Ya kali sesak napas, mampirnya ke kantor agensi. Bukannya ke rumah sakit.

“Harusnya Tuan Nizar ke rumah sakit, bukan malah ke kantorku,” ucapku cuek.

“Bagaimana mungkin aku ke tempat lain, Nona? Sedangkan separuh napasku ada di tempat ini?” katanya santai.

Deg!

Aku mencoba mencerna isi kalimatnya yang terkesan nyeleneh, tapi kok nembus di hati ya?

Apa sih maksudnya? Sesak napas? Separuh napas?

Halah! Kapan keanehan ini cepat berlalu?

“Vy... kamu mau pulang kan? Pulangnya gimana? Mobil kamu kan rusak. Aku antar, mau ya?”

Lihatlah, dia masih tak meninggalkan kebiasaan lamanya.

Dia menunjukkan wajah memelas, persis waktu kami masih menjalin hubungan dan saat itu ia memelas karena aku merajuk.

Dulu, aku paling tidak kuat melihat ekspresinya seperti itu. Selalu membius sampe pori-pori gelisah semua.

Aku tak boleh terbuai. “Kagak! Aku bisa naik taxi.” 

“Aku ke sini buat jemput kamu, Vy. Masa kamu nolak sih?”

“Kan gak ada yang manggil kamu buat jemput juga.”

Pria berjas hitam itu mengusap wajahnya frustrasi. “Haih!”

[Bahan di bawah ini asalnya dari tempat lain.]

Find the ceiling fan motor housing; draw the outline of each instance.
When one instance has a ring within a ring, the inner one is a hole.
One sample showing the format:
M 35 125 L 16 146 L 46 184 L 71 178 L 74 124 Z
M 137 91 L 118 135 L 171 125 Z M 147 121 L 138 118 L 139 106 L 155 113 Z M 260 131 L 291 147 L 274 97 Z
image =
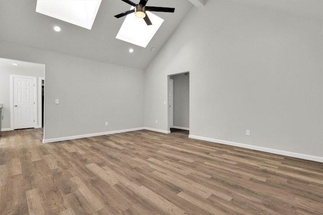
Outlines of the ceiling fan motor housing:
M 135 7 L 135 14 L 140 18 L 144 18 L 146 16 L 146 7 L 142 5 L 136 5 Z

Aku tak peduli kegusarannya. Lagian, dia kurang kerjaan sekali. Datang ke kantor cuma buat jemput aku.

Dipikir aku gak punya kaki buat pulang sendiri apa?

“Sekarang mendung, Vy. Bentar lagi hujan. Gimana kalau ada petir?” Rupanya, Nizar masih tak kehabisan akal untuk mengajakku pulang bersama.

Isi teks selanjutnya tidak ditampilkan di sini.